PRF oversight and enforcement actions have been delayed partly because of program complexities and extended reporting timelines. For example, the first report from PRF recipients on use of funds was not due until the end of 2021. Depending on the date funds were received, PRF recipients may have no reporting obligations through 2023. Entities that expended more than $750,000 in federal awards, including PRF payments, also must obtain an independent audit examining their financial statements; internal controls; and compliance with applicable statutes, regulations and program requirements. These independent audits of PRF payments must be submitted to the Federal Audit Clearinghouse, for nonprofit organizations, or the HRSA Division of Financial Integrity, for for-profit “commercial” organizations. Recipients also may be subject to separate audits by HHS, HHS-OIG or the Pandemic Response Accountability Committee to review copies of records and cost documentation and to ensure compliance with the applicable terms and conditions.

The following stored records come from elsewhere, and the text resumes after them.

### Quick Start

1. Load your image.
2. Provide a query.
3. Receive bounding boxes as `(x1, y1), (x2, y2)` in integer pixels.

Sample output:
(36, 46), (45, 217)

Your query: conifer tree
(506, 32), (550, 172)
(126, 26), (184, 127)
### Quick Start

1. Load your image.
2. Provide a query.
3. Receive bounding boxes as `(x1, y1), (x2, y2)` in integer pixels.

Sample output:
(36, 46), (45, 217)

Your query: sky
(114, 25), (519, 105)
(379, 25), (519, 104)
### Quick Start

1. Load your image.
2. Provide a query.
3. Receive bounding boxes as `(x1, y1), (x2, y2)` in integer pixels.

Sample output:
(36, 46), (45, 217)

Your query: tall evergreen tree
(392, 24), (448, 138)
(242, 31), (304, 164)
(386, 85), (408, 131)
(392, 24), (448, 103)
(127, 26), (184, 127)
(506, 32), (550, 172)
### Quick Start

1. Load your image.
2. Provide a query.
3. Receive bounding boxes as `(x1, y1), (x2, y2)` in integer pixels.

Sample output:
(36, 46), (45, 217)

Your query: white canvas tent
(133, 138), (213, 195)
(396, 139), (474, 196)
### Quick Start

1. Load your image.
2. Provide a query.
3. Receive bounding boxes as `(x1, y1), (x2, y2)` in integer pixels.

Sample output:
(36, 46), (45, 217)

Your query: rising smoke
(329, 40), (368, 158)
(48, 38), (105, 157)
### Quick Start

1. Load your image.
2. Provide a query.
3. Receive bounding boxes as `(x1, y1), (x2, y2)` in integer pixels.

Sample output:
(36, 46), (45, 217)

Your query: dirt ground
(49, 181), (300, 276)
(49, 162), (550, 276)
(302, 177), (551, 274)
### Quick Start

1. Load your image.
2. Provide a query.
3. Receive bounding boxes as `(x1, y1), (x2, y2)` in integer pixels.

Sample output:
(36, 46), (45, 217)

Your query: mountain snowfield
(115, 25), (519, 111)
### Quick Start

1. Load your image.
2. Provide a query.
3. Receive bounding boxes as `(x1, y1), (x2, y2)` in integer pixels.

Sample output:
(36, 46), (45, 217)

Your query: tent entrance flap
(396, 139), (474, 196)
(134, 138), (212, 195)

Finally, DOJ and HHS-OIG have increasingly relied on sophisticated data analytics to drive their healthcare enforcement efforts generally. Now that the first round of reports containing specific PRF data certifications are available to HRSA and HHS-OIG, we expect to see the use of such analytics, in conjunction with all the other available information, in connection with PRF enforcement.

Telehealth

Telehealth use expanded exponentially during the pandemic. A March 2022 HHS-OIG report showed that during the first year of the pandemic, more than 28 million Medicare beneficiaries (approximately 43% of all Medicare beneficiaries) used telehealth services—a “dramatic increase from the prior year” in which only 341,000 beneficiaries used telehealth. This increase was largely the result of HHS temporarily waiving statutory and regulatory requirements related to telehealth to allow Medicare beneficiaries to obtain expanded telehealth services.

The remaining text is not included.